Is there anything in a university PR person's life that causes more agida than his or her employer's standing in U.S. News & World Report's highly debated and dissected annual college rankings issue? I wonder how many PR/image/marketing consultants claim to have the code for cracking the news weekly's formula for bolstering a university's position? (Likely the same number of SEO experts who claim the power to elevate a website in Google's organic results rankings within the TOS.)
Today, the Washington Post/Newsweek education reporter Jay Matthews took some heat for Newsweek's admittedly ill-conceived methodology that ranks the nation's public high schools. Apparently, it's a pretty simple algorithm. Divide the number of students taking AP classes by the number who go to college. It doesn't make a bit of a difference that the students in those AP classes might scores 1's and 2's out of a possible 5. The more students who take AP classes, the better the school will fare. Simple as that.

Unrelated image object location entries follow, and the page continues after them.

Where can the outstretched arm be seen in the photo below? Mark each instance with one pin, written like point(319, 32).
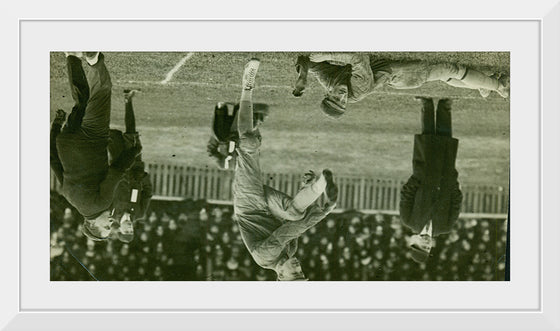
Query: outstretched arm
point(129, 119)
point(56, 165)
point(146, 197)
point(456, 203)
point(302, 68)
point(80, 92)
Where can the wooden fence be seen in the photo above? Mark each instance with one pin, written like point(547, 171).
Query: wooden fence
point(178, 181)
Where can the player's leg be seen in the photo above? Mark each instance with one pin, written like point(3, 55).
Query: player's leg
point(247, 189)
point(79, 90)
point(129, 118)
point(294, 229)
point(131, 136)
point(443, 118)
point(306, 196)
point(97, 116)
point(427, 115)
point(461, 76)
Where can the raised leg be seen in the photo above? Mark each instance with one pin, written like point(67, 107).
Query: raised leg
point(79, 90)
point(97, 116)
point(443, 118)
point(427, 115)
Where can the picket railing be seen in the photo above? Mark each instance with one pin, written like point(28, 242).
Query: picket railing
point(178, 181)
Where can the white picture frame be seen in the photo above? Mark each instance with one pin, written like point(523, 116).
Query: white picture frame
point(30, 302)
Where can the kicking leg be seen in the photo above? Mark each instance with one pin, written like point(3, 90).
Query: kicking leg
point(443, 118)
point(427, 115)
point(97, 116)
point(79, 89)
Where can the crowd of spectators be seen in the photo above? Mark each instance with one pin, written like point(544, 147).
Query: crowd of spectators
point(192, 240)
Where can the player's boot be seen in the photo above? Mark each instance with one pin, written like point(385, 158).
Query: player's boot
point(91, 57)
point(60, 117)
point(503, 88)
point(486, 92)
point(129, 93)
point(331, 190)
point(250, 73)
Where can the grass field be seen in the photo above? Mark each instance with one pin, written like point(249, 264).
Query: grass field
point(374, 138)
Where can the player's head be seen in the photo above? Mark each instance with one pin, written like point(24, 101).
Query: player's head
point(290, 270)
point(420, 247)
point(334, 103)
point(126, 229)
point(98, 228)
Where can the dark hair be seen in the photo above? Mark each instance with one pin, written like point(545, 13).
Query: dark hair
point(92, 233)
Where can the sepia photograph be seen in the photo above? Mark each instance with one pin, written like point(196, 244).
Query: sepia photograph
point(279, 166)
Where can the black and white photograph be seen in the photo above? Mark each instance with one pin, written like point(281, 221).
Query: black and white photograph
point(279, 166)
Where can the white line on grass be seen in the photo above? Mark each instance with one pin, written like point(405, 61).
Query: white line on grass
point(216, 85)
point(176, 68)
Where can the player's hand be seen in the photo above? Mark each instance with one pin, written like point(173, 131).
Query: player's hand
point(309, 177)
point(298, 91)
point(129, 94)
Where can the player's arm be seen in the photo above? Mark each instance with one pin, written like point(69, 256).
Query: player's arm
point(408, 193)
point(56, 126)
point(362, 79)
point(302, 68)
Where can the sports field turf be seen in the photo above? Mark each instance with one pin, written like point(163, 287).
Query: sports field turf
point(373, 139)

"Newsweek's one-variable-takes-all ratings of the 1,200 best high schools are often at odds with federal, state and local assessment systems that typically use more than a dozen measurements of performance" according to the piece in today's Times.The controversy probably doesn't rise to the clamor that hit Newsweek when it published reports that Americans at Gitmo flushed a Koran down the toilet, but I would think that Mark Whitaker and company might strongly consider revamping its high school rankings methodology so that the results are more meaningful. It's just "the right thing" to do.